日曜日の朝はオードリーちゃんをお風呂に入れてから、掃除とウォーキング。思ったより空気が乾燥しているようで、週中に霧吹きをしても金曜日には葉が丸くなって来るので、日曜日の朝にお風呂と言うことになった次第。ボウルに水を入れて逆さまにぽちゃんと入れてから掃除にかかって、モップかけが終わったところで即行でウォーキング。帰って来て、思いついてバルコニーに出して乾かしていた牛の脛の骨を持って来て、オードリーちゃんの新居作り。ミニチュア工房にあったプラスチックのキャップがちょうどよく骨の中に納まったので、カレシのバーミキュライトをほんのちょっぴり失敬して底にパラパラ。お風呂から上げて水を切ったオードリーちゃんをそっと入れたら、エアプランツと乾いた牛の骨という取り合わせが何となくワイルドな感じで、なかなかイケてるじゃないの。オードリーちゃんも葉っぱを広げてうれしそう。

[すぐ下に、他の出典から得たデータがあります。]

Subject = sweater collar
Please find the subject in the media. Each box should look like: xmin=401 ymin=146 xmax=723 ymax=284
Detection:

今日の芝居(ファレン・ティモテオのヒット作『Made In Italy』)は午後2時開演のマチネ。きのう、おとといと夜公演をやっていて、明日は次の巡演地サレーに移動するので、ニューウェストミンスターでの最終日はマチネというわけ。セットそのものはたくさんの額縁に覆われた壁というシンプルなものだけど、その額縁が照明とビジュアルを兼ねているので配線とコントロールの設定が大変。舞台の真ん中に巨大なダイニングテーブルがでんっと置いてあって、第2幕ではテレビのタレントサーチ番組のステージにもなる。イタリアの田舎から移民して母国の価値観そのもので生きて来た父親サルヴァトーレと移民2世で自分のアイデンティに悩む息子フランチェスコの葛藤を描いた独り芝居で、前回2回はティモテオの自作自演で観たけど、今回はその時に代役だった若いダニエル・クラリがイタリア料理のコースになぞらえて語られる物語を熱演。父親役の場面ではまだティモテオの極上のエキストラバージンオリーブ油のような味わいに欠けているきらいはあったけど、歌声は張りがあってよかったな。

緊急入院した伯父の許に駆けつけず、そのままタレントサーチに「フランク・マーティン」というありきたりの英語名前で出て『明日に架ける橋』を歌い出し、途中で感極まってイタリア語で歌い出し、歌い終えて「ぼくの名前はフランチェスコ・マンティーニです」と言ってステージを去り、息子と断絶して以来(毎週金曜日の午後6時半にドアのチャイムが鳴るのを待ちつつ)ひとり暮らしだったパパが「どんな物語にも終わりがないとダメなんだ。でないと新しい物語を始められないじゃないか」と客席に語り掛けるところで、ああ、涙が出て来ちゃった。総人口のほぼ4分の1が外国生まれというカナダでは、移民1世、2世の多くが直面するアイデンティの問いは、家族観、世代間の軋轢にも発展しがちな大きな課題。ワタシもいったんは確立していた自分のアイデンティティを「外圧」に揺るがされて苦しんだ時があるから、何度観ても深いところまで共感できるんだと思う。いつか機会があったらぜびまた観たいね、うん。